There is a huge underclass in this society, primed by poverty and oppression for generations that is ready to rebel against the way things are. They don't because the middle classes are the enforcers for the elites. But, when middle class fortunes fall, and workers lose faith in the system and insecurities and stress overload the senses to the point that people can see the gulf between the haves and have-nots, the time is right for a coalition to form between the have-nots and those who thought they were on the road to 'have' but find themselves stuck and sliding backwards from debt, wage stagnation and corporations that play the market instead of enrich and empower their non-executive employees.
I think folks now are at the stage that if the perception persists that "politicians," who in actuality work for corporations, continue to ignore the will of the people, all hell finally will break loose. The American People are at a tipping point.

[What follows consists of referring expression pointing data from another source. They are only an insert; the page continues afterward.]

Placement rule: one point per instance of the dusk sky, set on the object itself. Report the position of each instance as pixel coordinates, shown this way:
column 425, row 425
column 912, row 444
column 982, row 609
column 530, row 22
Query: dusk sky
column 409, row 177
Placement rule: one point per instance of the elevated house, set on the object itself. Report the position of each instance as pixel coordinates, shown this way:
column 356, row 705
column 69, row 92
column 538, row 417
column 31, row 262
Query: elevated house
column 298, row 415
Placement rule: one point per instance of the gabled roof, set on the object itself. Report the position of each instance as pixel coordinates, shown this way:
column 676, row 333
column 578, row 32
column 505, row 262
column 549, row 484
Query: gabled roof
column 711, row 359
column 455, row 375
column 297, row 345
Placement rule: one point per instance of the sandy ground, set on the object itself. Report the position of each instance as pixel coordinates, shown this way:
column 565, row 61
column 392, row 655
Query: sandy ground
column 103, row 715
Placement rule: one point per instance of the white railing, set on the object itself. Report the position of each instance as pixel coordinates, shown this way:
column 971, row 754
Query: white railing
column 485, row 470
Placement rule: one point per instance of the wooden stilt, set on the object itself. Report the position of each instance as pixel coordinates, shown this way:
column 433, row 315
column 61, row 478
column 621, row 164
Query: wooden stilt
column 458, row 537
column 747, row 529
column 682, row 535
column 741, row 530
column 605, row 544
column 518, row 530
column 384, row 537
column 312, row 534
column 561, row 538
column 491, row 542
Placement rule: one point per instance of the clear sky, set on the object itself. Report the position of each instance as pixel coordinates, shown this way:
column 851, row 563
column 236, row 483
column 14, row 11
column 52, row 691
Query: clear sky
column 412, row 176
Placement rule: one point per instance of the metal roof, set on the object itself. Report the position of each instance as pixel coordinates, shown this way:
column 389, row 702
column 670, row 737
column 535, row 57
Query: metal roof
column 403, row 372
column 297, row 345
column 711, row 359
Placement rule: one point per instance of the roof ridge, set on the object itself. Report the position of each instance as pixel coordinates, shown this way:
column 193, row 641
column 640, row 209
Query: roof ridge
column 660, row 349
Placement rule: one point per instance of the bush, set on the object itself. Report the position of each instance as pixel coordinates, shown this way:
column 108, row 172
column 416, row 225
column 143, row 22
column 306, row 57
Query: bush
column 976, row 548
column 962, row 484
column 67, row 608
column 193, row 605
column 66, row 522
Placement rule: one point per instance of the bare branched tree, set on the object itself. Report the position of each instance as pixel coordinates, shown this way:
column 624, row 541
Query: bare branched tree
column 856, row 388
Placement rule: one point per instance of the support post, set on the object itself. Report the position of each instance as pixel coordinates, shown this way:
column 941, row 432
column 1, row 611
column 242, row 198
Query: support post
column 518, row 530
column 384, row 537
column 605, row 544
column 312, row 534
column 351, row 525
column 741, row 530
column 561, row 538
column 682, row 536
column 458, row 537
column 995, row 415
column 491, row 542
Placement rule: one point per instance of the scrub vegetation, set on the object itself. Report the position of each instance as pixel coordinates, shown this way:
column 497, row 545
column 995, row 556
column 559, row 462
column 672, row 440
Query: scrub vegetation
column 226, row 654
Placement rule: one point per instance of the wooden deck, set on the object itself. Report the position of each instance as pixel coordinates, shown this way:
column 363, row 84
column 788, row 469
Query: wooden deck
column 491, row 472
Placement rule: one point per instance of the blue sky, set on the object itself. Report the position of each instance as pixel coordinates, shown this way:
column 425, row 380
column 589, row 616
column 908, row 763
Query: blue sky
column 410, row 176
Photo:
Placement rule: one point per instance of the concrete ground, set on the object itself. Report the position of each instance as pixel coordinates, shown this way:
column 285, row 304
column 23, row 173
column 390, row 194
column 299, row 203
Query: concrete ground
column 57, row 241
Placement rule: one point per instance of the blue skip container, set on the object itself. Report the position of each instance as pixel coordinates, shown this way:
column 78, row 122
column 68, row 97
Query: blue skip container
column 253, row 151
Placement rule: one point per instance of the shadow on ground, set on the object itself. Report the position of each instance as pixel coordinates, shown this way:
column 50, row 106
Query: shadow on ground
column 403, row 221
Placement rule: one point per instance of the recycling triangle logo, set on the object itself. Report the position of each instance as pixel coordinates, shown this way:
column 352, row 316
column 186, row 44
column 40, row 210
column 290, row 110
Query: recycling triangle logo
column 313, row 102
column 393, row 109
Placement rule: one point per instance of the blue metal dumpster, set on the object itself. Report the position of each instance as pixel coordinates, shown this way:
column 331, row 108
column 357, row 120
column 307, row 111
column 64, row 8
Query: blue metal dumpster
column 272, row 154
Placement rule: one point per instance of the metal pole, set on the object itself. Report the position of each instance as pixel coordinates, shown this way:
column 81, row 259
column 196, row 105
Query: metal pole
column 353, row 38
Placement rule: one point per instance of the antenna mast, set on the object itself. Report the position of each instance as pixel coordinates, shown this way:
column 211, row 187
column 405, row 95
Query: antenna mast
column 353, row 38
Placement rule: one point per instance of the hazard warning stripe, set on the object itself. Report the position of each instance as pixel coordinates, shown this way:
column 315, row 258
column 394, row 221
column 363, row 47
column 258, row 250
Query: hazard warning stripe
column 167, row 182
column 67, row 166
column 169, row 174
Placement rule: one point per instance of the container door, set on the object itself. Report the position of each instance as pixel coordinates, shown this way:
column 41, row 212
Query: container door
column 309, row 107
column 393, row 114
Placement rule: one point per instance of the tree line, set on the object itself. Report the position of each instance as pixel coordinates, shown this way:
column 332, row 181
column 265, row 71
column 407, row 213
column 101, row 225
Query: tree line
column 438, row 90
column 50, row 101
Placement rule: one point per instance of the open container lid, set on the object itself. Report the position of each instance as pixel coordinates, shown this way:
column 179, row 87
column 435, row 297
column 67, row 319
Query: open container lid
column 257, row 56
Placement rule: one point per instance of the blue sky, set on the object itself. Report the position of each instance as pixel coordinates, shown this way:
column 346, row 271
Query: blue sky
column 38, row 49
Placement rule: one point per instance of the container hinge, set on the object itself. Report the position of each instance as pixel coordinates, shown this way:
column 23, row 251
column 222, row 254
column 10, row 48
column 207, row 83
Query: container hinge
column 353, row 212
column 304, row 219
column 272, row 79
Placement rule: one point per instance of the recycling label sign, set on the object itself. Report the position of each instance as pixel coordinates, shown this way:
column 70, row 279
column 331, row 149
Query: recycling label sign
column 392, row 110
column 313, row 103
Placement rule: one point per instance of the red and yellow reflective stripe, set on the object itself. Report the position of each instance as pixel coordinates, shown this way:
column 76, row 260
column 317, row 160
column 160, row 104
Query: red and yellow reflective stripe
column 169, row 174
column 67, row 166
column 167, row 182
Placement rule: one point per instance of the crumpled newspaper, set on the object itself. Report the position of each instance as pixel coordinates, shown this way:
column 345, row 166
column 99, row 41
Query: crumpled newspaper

And that is why many elites are worried about the middle class. Not that they care about others, but that they care about themselves.
Don't be fooled when millionaires and billionaires rush to your defense.
It's not about you. It's about them. And it always has been.
Gottlieb is a proud member of the working class, which comprises everyone who has just a job, not a career, and, most important, that has to work for a living, or fall through the cracks.